Thema Meerforelle: Fische sind da, habe sie springen gesehen.Aber noch keine ans Band bekommen.
Mittwoch und Donnerstag noch angeln, dann geht's wieder heimwärts


----------



## Kröte (23. September 2020)

Moin Spassfischer,
Petri 
Ich finde es ungewöhnlich, dass bei den noch relativ hohen Wassertemperaturen der Dorsch schon läuft.
Ich bin in 4 Wochen auch in Sierksdorf - daher meine Frage: Warst Du vor Ort am Strand?


----------



## Spaßfischer (23. September 2020)

Moin, bin direkt unterhalb des Hansa Parks. Im Vergleich zu den letzten Jahren musste ich leichter angeln. Habe sonst mit 21g-28g geangelt. Diese Woche habe ich mit max 18g geangelt, da es sonst mit dem Kraut nicht ging. Bester Köder war mit Abstand der More Silda in 15g blau-silber...
Bin auf deine Berichte gespannt.
Grüße vom Spaßfischer


----------



## Rheinangler (23. September 2020)

Super - hätte auch nicht gedacht, dass es jetzt schon anfängt am Strand mit der Spinnrute... Gut zu wissen ;-)


----------



## Spaßfischer (24. September 2020)

Habe es leider weder gestern noch heute nochmal los geschafft... Zusammenfassend kann ich nur sagen, eine tolle Angelei mit viel Fisch,dir Größen waren dieses Jahr sehr klein und leider hat es trotz sehr guter Bedingungen nicht mit der Meerforelle geklappt...
Viel Spaß allen, die in den nächsten Wochen fahren. Ich freue mich auf eure Berichte


----------



## zulu1024 (25. September 2020)

Moin Spaßfischer, wie stand der Wind denn am Fangtag? Eher morgens oder am abend die Bisse? Wollte Nächste Woche auch mal losziehen...


----------



## Spaßfischer (25. September 2020)

Es war in der Woche relativ wenig Wind leicht auflandig... morgens war besser


----------



## zulu1024 (25. September 2020)

Danke! Dann heißt es wohl um 4 Uhr aufstehen


----------



## Spaßfischer (25. September 2020)

Die letzten Jahre war Abends immer besser, ich denke mit abnehmender Temperatur sollte es egal sein, ob morgens oder abends...


----------



## Raubfisch-Fan (27. September 2020)

Hey Spassfischer, wenn ich deine Bericht hier lese... kann es sein, dass wir uns vorgestern in der Marina Ancora auf dem Parkplatz getroffen haben, als du eingepackt hast? Hoffe du bist dann gut um HH herum bzw durch gekommen!


----------



## Spaßfischer (27. September 2020)

Das war ich nicht... habe ausschließlich in Sierksdorf gefischt... vielleicht trifft man sich ja Mal ein anderes Mal.


----------



## Musi1978 (11. April 2022)

Mahlzeit,

bin gerade mit der Famile in Scharbeutz, hab aber die Wathose und Spinnrute im Auto. Würde mal 2-3 Stündchen watend in Sierksdorf los.

Fragen:
Schon jemand losgewesen dort ?
Macht das aktuell bei 4 Grad Wassertemp schon Sinn ? 
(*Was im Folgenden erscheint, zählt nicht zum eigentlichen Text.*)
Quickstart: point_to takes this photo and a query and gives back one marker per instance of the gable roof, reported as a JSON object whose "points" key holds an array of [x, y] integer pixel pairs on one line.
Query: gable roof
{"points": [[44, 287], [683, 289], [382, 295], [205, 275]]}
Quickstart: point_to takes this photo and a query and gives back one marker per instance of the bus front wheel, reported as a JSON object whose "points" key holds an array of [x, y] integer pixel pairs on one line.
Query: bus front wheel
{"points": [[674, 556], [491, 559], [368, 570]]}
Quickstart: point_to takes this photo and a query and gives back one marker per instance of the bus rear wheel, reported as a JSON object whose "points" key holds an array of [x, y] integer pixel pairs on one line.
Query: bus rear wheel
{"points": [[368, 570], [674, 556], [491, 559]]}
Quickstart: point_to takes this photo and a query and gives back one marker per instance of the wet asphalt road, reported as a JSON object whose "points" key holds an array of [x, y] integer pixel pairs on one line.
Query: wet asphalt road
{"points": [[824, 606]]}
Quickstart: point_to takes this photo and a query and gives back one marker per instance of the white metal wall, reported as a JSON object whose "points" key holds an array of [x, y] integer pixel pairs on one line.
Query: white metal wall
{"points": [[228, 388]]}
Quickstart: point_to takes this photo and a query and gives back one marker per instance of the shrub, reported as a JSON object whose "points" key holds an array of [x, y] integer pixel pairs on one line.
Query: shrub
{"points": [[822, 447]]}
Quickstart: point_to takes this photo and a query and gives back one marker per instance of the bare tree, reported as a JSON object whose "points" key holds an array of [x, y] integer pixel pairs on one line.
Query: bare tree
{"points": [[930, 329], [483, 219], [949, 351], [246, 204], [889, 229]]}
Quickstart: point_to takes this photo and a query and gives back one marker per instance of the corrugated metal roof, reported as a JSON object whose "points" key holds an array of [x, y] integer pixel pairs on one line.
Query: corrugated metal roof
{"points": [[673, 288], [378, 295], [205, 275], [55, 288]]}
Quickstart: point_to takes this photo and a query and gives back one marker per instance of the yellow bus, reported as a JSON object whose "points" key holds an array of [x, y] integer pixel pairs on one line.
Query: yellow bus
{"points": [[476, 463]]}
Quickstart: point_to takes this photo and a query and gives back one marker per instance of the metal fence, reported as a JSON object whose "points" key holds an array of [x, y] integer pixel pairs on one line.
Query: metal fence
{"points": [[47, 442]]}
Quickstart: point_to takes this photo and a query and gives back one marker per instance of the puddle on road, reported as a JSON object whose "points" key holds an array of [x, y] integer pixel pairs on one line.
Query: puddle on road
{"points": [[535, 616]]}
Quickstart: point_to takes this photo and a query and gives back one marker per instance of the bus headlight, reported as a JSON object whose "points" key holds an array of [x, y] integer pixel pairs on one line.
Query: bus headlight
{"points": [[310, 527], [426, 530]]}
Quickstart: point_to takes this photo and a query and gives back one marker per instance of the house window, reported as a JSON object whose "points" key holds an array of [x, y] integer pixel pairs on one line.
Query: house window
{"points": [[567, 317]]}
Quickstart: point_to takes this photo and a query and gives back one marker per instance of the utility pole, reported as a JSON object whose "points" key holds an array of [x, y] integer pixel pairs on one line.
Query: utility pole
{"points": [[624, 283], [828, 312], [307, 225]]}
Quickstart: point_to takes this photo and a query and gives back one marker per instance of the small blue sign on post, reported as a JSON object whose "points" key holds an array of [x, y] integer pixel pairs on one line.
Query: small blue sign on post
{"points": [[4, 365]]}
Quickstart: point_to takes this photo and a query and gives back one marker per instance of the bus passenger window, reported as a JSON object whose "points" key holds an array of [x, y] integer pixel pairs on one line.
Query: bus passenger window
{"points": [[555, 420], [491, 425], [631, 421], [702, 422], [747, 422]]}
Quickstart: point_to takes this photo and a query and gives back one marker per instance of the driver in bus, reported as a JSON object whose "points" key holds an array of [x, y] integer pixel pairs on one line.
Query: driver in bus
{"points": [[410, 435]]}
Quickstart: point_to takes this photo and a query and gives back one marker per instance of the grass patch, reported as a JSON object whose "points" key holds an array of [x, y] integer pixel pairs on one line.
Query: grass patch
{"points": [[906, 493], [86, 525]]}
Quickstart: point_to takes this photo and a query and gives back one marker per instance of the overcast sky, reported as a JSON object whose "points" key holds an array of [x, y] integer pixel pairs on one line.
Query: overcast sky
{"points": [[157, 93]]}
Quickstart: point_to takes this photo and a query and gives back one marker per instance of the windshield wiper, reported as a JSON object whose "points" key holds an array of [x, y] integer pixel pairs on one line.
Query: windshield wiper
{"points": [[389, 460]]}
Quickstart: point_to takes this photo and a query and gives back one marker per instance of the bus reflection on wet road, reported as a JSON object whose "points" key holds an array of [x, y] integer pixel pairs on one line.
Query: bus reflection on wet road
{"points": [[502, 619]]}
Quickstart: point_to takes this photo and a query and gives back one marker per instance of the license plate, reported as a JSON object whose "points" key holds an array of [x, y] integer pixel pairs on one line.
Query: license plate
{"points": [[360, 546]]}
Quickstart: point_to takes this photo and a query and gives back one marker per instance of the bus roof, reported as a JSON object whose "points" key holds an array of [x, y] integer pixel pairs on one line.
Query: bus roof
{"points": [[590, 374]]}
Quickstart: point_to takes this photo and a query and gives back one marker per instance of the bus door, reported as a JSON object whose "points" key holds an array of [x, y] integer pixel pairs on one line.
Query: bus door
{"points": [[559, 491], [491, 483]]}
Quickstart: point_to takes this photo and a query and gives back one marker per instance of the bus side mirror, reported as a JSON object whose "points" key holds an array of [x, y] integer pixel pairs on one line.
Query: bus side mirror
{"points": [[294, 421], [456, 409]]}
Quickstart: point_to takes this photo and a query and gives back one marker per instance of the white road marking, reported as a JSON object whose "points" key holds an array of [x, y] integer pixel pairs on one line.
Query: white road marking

Wo kann man am besten Parken ? 

Grüße Musi


----------



## Locke (12. April 2022)

Moin,
unterhalb des Hansaparks sind Parkplätze eingerichtet, ich kann Dir jedoch nicht sagen, ob die zur jetzigen Zeit kostenpflichtig sind, im Hochsommer auf jeden Fall.
Gefischt habe ich dort noch nicht.
VG
Locke


----------



## Musi1978 (12. April 2022)

Klasse, Danke. War das letzte mal dort, da war da noch Wiese und die Häuser sind entstanden. 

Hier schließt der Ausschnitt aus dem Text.